Hay veces que no damos importancia a los pequeños detalles. Nos parecen superfluos, insignificantes. Algo que no tiene ninguna relevancia. Y muchas veces, son precisamente esos detalles los que cambian el rumbo de una vida, de una comunidad o de todo una ciudad. Nos situamos en el año 1453, en la ciudad de Bizancio. Constantino XI es el encargado de defender la ciudad y al otro lado está el ejército otomano. Las murallas resisten y los asaltantes tienen que pensar algo rápido. La primera opción es construir grandes, inmensos cañones para intentar romper las murallas. Se construyeron grandes cañones que fueron transportados minuciosamente hasta Bizancio.

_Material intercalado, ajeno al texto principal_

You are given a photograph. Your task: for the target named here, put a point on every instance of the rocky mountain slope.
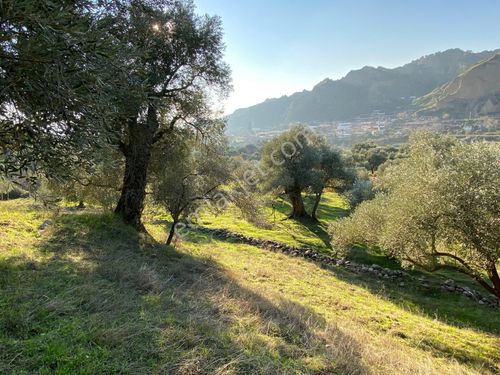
(476, 92)
(359, 92)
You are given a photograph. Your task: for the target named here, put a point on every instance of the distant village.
(389, 128)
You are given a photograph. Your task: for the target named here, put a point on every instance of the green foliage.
(297, 160)
(91, 295)
(188, 173)
(438, 209)
(56, 75)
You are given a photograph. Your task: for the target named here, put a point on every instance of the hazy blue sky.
(277, 47)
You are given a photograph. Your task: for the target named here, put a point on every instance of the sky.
(278, 47)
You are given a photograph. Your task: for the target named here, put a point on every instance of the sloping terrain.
(358, 93)
(89, 295)
(476, 92)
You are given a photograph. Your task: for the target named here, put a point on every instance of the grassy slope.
(88, 295)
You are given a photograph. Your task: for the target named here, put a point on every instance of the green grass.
(89, 295)
(303, 233)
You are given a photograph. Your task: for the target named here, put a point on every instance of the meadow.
(88, 294)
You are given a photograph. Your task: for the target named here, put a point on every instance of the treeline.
(94, 88)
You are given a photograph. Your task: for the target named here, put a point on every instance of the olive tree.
(56, 80)
(173, 62)
(437, 209)
(296, 161)
(187, 172)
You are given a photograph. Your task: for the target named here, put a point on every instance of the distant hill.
(476, 91)
(359, 92)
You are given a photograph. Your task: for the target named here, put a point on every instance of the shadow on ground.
(104, 299)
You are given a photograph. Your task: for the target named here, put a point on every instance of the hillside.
(87, 295)
(358, 93)
(476, 91)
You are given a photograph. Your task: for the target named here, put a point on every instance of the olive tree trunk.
(298, 208)
(137, 154)
(316, 205)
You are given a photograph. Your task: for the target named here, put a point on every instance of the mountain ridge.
(359, 92)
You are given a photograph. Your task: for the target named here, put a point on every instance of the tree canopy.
(297, 160)
(437, 209)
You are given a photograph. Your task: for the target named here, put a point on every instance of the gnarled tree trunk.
(316, 205)
(137, 154)
(298, 209)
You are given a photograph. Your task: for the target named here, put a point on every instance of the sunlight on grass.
(90, 295)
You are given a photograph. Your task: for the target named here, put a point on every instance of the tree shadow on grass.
(434, 303)
(102, 298)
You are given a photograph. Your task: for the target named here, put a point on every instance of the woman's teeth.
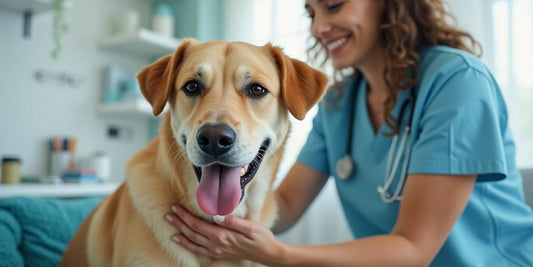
(332, 46)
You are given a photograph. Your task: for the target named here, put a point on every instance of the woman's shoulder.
(444, 62)
(441, 57)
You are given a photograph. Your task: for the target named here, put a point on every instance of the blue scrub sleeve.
(314, 152)
(461, 127)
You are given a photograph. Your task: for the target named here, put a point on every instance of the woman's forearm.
(385, 250)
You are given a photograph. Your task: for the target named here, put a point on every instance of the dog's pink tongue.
(220, 190)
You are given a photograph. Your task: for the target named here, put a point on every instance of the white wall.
(31, 112)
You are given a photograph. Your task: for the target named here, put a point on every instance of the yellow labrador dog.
(217, 153)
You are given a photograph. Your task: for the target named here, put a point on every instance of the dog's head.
(229, 104)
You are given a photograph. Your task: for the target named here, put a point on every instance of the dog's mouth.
(222, 187)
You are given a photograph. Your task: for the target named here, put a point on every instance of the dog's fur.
(128, 228)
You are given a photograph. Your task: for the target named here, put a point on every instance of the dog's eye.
(256, 90)
(192, 88)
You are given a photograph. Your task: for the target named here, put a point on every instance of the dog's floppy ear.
(301, 85)
(157, 79)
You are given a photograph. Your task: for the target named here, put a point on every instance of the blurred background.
(70, 106)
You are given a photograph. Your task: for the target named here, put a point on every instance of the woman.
(457, 201)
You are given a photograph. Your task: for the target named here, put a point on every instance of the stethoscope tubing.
(394, 157)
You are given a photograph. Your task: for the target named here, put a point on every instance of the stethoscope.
(345, 165)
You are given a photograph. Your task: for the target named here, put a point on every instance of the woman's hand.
(230, 238)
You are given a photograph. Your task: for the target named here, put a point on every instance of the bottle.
(163, 19)
(10, 170)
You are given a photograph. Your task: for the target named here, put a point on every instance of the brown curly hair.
(406, 25)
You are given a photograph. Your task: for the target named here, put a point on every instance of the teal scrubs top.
(459, 126)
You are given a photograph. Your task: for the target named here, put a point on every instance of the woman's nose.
(320, 26)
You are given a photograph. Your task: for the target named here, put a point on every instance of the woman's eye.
(192, 88)
(256, 91)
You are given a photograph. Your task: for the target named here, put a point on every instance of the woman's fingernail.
(174, 209)
(169, 218)
(218, 218)
(176, 239)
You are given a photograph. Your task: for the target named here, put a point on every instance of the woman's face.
(348, 29)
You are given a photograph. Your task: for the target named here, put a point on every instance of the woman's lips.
(336, 46)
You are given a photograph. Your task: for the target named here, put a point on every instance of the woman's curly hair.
(406, 25)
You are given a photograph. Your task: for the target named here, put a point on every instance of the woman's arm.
(294, 195)
(430, 206)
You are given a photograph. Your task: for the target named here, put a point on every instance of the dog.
(218, 151)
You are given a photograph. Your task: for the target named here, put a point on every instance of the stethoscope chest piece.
(344, 167)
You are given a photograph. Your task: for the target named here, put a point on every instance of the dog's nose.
(215, 139)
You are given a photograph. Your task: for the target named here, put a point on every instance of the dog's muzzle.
(222, 185)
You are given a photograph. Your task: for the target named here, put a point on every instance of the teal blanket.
(36, 231)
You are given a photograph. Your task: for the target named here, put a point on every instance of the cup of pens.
(62, 151)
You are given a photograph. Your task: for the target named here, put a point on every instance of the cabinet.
(143, 43)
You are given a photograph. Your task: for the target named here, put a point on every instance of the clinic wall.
(31, 112)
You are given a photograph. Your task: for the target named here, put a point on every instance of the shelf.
(130, 107)
(143, 42)
(20, 6)
(62, 190)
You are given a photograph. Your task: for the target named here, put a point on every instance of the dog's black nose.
(215, 139)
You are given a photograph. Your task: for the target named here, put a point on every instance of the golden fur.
(128, 228)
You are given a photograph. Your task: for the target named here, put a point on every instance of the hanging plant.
(59, 26)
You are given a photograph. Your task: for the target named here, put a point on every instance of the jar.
(10, 170)
(163, 19)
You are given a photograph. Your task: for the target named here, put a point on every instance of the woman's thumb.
(219, 219)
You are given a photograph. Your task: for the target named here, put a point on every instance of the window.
(513, 68)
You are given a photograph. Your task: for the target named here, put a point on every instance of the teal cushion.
(10, 236)
(46, 226)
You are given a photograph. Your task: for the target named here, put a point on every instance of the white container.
(128, 22)
(101, 163)
(59, 162)
(163, 19)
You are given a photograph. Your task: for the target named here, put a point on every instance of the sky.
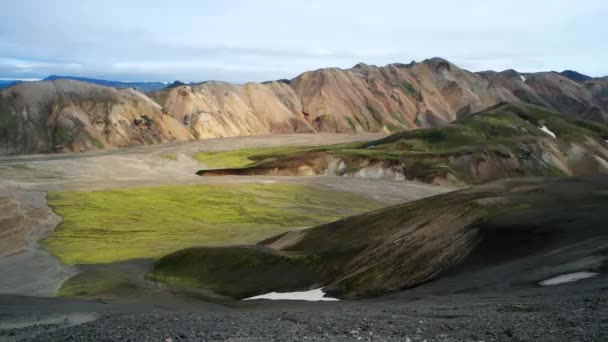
(257, 40)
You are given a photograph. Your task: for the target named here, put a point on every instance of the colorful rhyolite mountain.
(70, 115)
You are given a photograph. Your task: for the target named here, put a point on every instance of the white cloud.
(239, 40)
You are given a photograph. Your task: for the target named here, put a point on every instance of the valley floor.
(25, 181)
(575, 312)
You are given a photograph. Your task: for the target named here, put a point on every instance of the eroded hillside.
(66, 115)
(501, 142)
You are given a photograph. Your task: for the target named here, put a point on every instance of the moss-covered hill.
(522, 230)
(501, 142)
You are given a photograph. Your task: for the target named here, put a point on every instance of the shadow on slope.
(504, 141)
(507, 233)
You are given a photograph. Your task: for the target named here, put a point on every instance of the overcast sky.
(257, 40)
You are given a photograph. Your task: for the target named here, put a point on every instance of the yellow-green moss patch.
(243, 157)
(114, 225)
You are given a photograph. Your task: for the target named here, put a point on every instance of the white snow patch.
(546, 130)
(567, 278)
(311, 296)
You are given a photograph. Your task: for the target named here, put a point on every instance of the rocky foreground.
(570, 312)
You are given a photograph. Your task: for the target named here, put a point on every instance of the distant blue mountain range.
(8, 83)
(141, 86)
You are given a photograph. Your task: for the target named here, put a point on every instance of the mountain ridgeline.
(71, 115)
(503, 141)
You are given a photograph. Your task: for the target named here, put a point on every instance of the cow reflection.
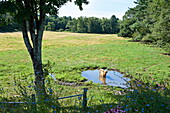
(102, 76)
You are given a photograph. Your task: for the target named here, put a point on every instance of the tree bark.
(35, 51)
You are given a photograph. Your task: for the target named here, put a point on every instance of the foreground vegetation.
(73, 53)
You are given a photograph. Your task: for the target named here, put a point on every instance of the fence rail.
(84, 101)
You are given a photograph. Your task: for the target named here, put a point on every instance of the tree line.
(80, 25)
(149, 21)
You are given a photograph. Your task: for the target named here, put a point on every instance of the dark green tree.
(30, 14)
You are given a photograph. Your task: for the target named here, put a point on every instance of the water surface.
(113, 78)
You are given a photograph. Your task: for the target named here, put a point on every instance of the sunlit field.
(72, 53)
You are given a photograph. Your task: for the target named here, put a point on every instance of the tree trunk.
(35, 54)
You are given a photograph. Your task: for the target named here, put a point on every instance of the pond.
(113, 78)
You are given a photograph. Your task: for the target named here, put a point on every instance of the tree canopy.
(30, 14)
(149, 21)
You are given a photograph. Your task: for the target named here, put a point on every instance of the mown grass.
(73, 53)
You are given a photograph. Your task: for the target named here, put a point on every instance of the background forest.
(149, 22)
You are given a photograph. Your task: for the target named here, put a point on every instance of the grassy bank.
(74, 52)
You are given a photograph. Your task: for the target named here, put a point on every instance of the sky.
(98, 8)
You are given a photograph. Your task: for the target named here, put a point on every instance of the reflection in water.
(112, 78)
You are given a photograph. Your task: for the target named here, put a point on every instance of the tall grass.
(73, 53)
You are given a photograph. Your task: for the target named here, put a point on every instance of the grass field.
(75, 52)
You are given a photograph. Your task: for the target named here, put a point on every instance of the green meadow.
(73, 53)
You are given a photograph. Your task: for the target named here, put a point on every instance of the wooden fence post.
(33, 104)
(85, 99)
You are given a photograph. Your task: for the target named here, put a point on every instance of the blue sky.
(98, 8)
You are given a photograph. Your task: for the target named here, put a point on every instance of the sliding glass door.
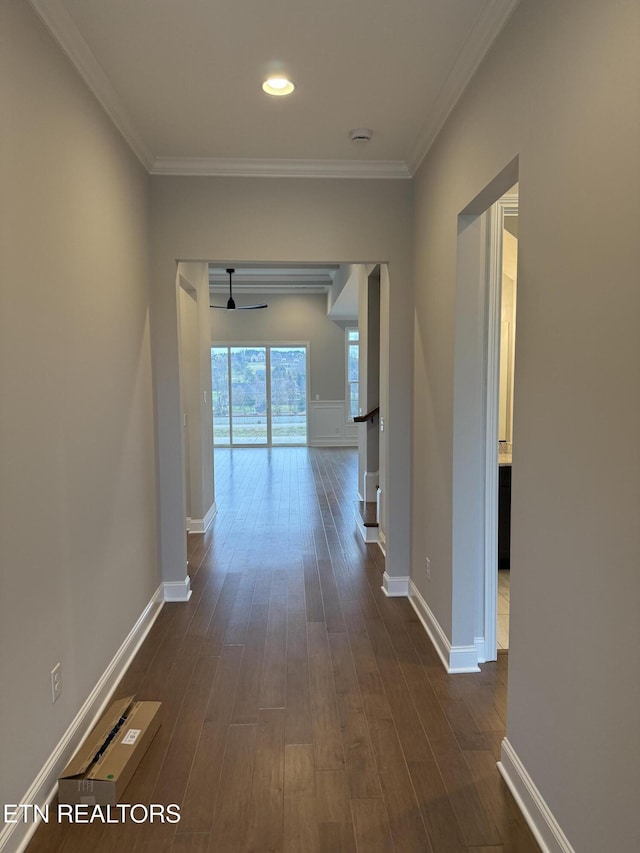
(259, 394)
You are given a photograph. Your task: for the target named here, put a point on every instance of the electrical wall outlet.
(56, 682)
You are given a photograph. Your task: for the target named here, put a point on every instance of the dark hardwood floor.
(303, 710)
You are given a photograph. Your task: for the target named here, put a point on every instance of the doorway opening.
(504, 240)
(259, 395)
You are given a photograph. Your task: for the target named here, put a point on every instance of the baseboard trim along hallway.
(454, 658)
(15, 836)
(537, 813)
(304, 709)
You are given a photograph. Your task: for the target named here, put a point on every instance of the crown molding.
(478, 43)
(246, 167)
(57, 20)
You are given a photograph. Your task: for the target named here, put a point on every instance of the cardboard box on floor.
(102, 767)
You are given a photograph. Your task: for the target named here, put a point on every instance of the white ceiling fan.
(231, 305)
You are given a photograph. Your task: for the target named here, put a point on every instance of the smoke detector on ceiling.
(361, 134)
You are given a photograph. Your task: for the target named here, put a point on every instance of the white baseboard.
(395, 587)
(370, 484)
(328, 427)
(201, 525)
(480, 649)
(536, 812)
(454, 658)
(15, 837)
(369, 534)
(382, 542)
(177, 590)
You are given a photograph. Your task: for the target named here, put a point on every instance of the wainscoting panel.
(328, 425)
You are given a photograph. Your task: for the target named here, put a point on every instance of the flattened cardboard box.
(102, 767)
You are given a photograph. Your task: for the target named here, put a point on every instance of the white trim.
(247, 167)
(395, 587)
(536, 812)
(506, 205)
(382, 541)
(369, 534)
(44, 786)
(327, 425)
(454, 658)
(201, 525)
(61, 26)
(483, 35)
(177, 590)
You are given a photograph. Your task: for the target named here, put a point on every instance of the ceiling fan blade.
(231, 305)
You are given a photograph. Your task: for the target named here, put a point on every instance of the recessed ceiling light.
(278, 86)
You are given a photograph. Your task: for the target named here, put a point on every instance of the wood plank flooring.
(303, 711)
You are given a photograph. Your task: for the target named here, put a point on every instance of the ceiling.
(182, 78)
(310, 278)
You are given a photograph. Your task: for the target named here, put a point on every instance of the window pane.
(220, 394)
(288, 395)
(249, 395)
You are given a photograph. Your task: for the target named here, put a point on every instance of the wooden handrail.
(369, 416)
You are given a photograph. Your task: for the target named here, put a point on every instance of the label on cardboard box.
(131, 736)
(105, 762)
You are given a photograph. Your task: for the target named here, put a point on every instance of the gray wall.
(559, 89)
(276, 220)
(77, 482)
(290, 318)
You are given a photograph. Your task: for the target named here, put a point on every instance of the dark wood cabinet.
(504, 517)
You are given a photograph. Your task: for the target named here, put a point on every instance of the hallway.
(303, 710)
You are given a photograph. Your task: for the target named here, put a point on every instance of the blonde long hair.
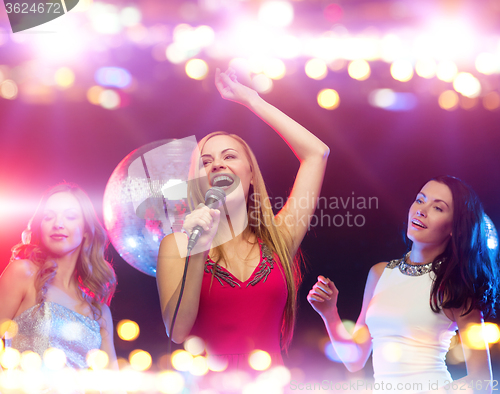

En un momento dado, se dan cuenta que es primordial para sus intereses tomar primero la bahía interior de la ciudad. Pero, ¿por dónde pasarán los barcos? La única opción segura que ven es trasladarlos por las montañas pero... ¿desde cuándo los barcos surcan montañas? Por increíble que parezcan, los barcos otomanos surcaron aquellos mares de piedra sobre unos rodillos de madera. Un extraño guiño histórico a la construcción de las pirámides de Egipto. Pero, volvamos a Bizancio. Tenemos a una ciudad asediada por grandes cañones y por barcos enemigos desde la bahía interior. Y aún así, Constantino y la ciudad entera siguen resistiendo. Primero los bachibozumos, y la ciudad no cede, luego vendrían los anatolios y todo sigue igual. La última opción otomana está en los aguerridos jenizaros. La lucha continúa. Desde la ciudad se tapa cada hueco que nace en la gran muralla. Se lucha cada centímetro, los hombres muertos se cuenta a millares y la sangré seguirá cayendo ya que la ciudad no cae.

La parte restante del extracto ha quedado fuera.